The Australian Digital Health Agency and Australia’s 31 Primary Health Networks (PHNs) are continuing their efforts to ensure all Australians are able to make an informed decision about My Health Record.
In Northern Australia, the Northern Territory PHN (NTPHN) has partnered with the Aboriginal Medical Services Alliance Northern Territory (AMSANT) to reach communities in remote and rural areas.
NTPHN Community Engagement Officer Shirley Spicer and AMSANT Community Engagement Coordinator Mae Morrison recently travelled to remote the Northern Territory communities of Barunga, Jilkminggan, Mataranka, Ngukurr, Minyerri, Wugularr, and the cattle stations of Warrigundu in the Gulf of Carpentaria.
Shirley and Mae spoke to Wugularr residents Loretta George and Ray Laragia, who said that My Health Record is important because “our medicine follows us where ever we go, because we travel a lot”.
Minyerri Health Centre Manager Paul Ishiguchi agreed and said that people often travel for ceremonies and family visits, and they need to be able to share their records with health clinics in different communities.

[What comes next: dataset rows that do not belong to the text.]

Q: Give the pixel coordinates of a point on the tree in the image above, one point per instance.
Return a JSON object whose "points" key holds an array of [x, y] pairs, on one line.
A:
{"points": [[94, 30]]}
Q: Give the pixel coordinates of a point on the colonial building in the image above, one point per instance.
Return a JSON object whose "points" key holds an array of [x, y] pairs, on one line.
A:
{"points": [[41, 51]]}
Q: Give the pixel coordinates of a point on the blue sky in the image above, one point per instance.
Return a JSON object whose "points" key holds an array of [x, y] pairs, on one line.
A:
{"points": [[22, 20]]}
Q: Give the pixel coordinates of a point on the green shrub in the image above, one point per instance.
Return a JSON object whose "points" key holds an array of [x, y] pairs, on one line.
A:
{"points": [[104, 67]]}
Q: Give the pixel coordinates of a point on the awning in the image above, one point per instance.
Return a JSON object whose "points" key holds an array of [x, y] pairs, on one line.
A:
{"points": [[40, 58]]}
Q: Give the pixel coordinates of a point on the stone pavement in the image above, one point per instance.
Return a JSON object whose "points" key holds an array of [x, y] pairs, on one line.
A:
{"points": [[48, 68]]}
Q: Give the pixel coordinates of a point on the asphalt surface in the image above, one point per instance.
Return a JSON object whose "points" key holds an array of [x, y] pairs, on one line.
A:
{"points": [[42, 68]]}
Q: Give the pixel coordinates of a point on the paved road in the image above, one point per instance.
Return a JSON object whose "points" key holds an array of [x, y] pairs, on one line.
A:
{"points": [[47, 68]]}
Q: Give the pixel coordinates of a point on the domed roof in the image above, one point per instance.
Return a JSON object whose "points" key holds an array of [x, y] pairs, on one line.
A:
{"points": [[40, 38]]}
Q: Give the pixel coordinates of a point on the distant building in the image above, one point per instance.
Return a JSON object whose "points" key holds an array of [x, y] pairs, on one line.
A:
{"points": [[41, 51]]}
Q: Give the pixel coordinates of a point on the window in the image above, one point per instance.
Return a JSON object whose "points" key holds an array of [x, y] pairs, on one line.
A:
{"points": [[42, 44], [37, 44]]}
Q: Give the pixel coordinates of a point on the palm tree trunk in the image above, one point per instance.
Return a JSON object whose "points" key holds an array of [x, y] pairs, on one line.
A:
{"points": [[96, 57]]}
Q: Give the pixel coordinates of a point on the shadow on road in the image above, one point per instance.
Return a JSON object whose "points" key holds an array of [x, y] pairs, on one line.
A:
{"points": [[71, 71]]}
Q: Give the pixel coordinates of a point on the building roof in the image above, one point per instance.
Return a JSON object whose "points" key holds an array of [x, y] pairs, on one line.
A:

“The Minyerri Health Centre door is also open to non-Minyerri residents, such as pastoral, contractors, fishermen, miners and travellers who need to access the clinic for medical attention. It's important that they are registered or open to being registered and sharing their medical records,” Mr Ishiguchi said.
Barunga Health Centre Senior Administrator Ruth Kelly said that local festivals in Northern Australia can attract visitors from other communities.
“When we have our yearly Barunga Festival, there is a big mob of grey nomads and interstate travellers who come to the clinic, and when they need medical attention My Health Record makes our job easier.”
Barunga Health Centre Manager Peter Wordsworth also sees the benefit of My Health Record for local communities.
“Opt-out is not an option. It’s only opt in for us,” Mr Wordsworth said.